Lindsey shrugged. “Mercer will never get matchmaking. It’s healthy to have some autonomy.” Did she believe that for real? Or was she just trying to make herself feel better about how much space she craved from Brett?

The announcer scattered her thoughts.

“Next up, the match to decide the New England MMA Light Heavyweight Championship!” Music started up and the gigantic arena screen displayed two open double doors.

“In the blue corner, defending his title, a mixed martial artist from Warwick, Rhode Island. Thirty-one years old, five feet eleven inches, two hundred and five pounds. Greg ‘the Trucker’ Higgins!”

Striding down the aisle toward the cage, Higgins was meaty and pink-faced, with a tacky chinstrap beard and a trucker cap that helped explain his fight name.
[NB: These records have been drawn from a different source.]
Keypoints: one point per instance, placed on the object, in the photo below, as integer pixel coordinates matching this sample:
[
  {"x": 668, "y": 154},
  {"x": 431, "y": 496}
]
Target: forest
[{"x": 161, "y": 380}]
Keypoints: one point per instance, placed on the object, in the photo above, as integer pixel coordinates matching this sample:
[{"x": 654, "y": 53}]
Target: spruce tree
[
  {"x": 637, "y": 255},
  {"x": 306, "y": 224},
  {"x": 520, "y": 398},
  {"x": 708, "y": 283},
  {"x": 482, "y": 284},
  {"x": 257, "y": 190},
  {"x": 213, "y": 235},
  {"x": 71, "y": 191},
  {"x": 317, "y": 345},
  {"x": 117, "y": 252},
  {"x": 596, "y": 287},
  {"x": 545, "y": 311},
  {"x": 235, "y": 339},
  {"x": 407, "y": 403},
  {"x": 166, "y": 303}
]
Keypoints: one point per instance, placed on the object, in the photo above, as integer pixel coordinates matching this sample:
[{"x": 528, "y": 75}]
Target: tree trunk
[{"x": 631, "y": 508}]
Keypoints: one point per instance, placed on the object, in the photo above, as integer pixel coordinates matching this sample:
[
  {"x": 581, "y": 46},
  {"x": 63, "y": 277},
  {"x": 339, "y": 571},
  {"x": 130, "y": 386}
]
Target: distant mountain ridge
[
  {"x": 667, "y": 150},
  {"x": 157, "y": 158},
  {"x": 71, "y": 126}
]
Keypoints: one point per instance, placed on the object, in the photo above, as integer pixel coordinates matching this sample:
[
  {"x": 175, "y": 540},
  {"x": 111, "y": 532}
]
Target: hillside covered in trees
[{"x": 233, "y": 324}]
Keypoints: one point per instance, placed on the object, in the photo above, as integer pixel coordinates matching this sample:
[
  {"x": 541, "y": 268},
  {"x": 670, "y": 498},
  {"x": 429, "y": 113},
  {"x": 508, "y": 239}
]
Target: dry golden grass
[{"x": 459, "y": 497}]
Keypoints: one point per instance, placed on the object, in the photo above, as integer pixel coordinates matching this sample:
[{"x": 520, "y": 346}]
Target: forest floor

Several men in matching hats and shirts followed.

Jenna clapped politely. Lindsey hated Higgins out of principle, and booed along with the minority as he strutted to Johnny Cash’s “I’ve Been Everywhere, Man.” He stripped to his shorts and entered the ring, warming up as his music faded.

“A-a-a-nd in the black corner, a boxer and kickboxer hailing from Lynn, Massachusetts. Twenty-eight years of age, six feet three inches, two hundred and four pounds, Rich ‘Prince Richard’ Estrada!”

Her breath hitched when Rich appeared on-screen. She twisted in her seat to watch him descend. His intro music was a remixed hybrid of hoity-toity chamber music and some infectious Latin hip-hop. He wore black warm-up pants and an open, deep purple sweatshirt lined with ermine fleece, hood cocked. Raising his arms, he welcomed the modest applause, and hisses from the Higgins fans. He dropped his hood with a grand, arrogant gesture and bared his chest, fists thrust triumphantly in the air, his entire body emanating 10,000 watts of pure, blinding smugness.

Mercer trailed him, along with a couple other guys Lindsey recognized from Wilinski’s, his corner for the fight. Unlike Higgins, Rich’s team didn’t have special gear splashed with sponsor logos, just black T-shirts with Wilinski’s Fight Academy, Boston, silk-screened on the front.

“This match will be comprised of three five-minute rounds,” the announcer confirmed for the fans.

Rich stripped and Mercer shoved a mouth guard between his lips. When one of the guys from Wilinski’s slicked his arms and chest with Vaseline, Lindsey suppressed a ridiculous stab of jealousy. He entered the ring to warm up and the lights over the audience went dark as the music faded, setting Lindsey’s skin prickling.

The men fought barefoot. Higgins wore loose-fitting kickboxing trunks covered in sponsorship logos. Rich sported far snugger, plainer shorts, ones that hugged his thighs and butt and…other places, and made Lindsey feel funny. Dangerous-funny.

The men hopped and shadowboxed, keeping their muscles primed as The rules were announced. When Rich circled she could see the large tattoo inked between his shoulder blades in black and gray. The dark wingspan of a condor above a shield, framed by draped banners—the Colombian national crest, a snoop through the MMA message boards had told her. He had a mismatched design on the swell of his right shoulder—a circular field showing a river and horizon, an ax, an anchor—the seal of his hometown. There was a third one, a line of black Thai characters that ran down his ribs. Lindsey didn’t know what they said, only that he’d trained in Thailand for a year. All indelible reminders of where he’d come from, or perhaps souvenirs of where he’d been. Apt for a man destined to go places.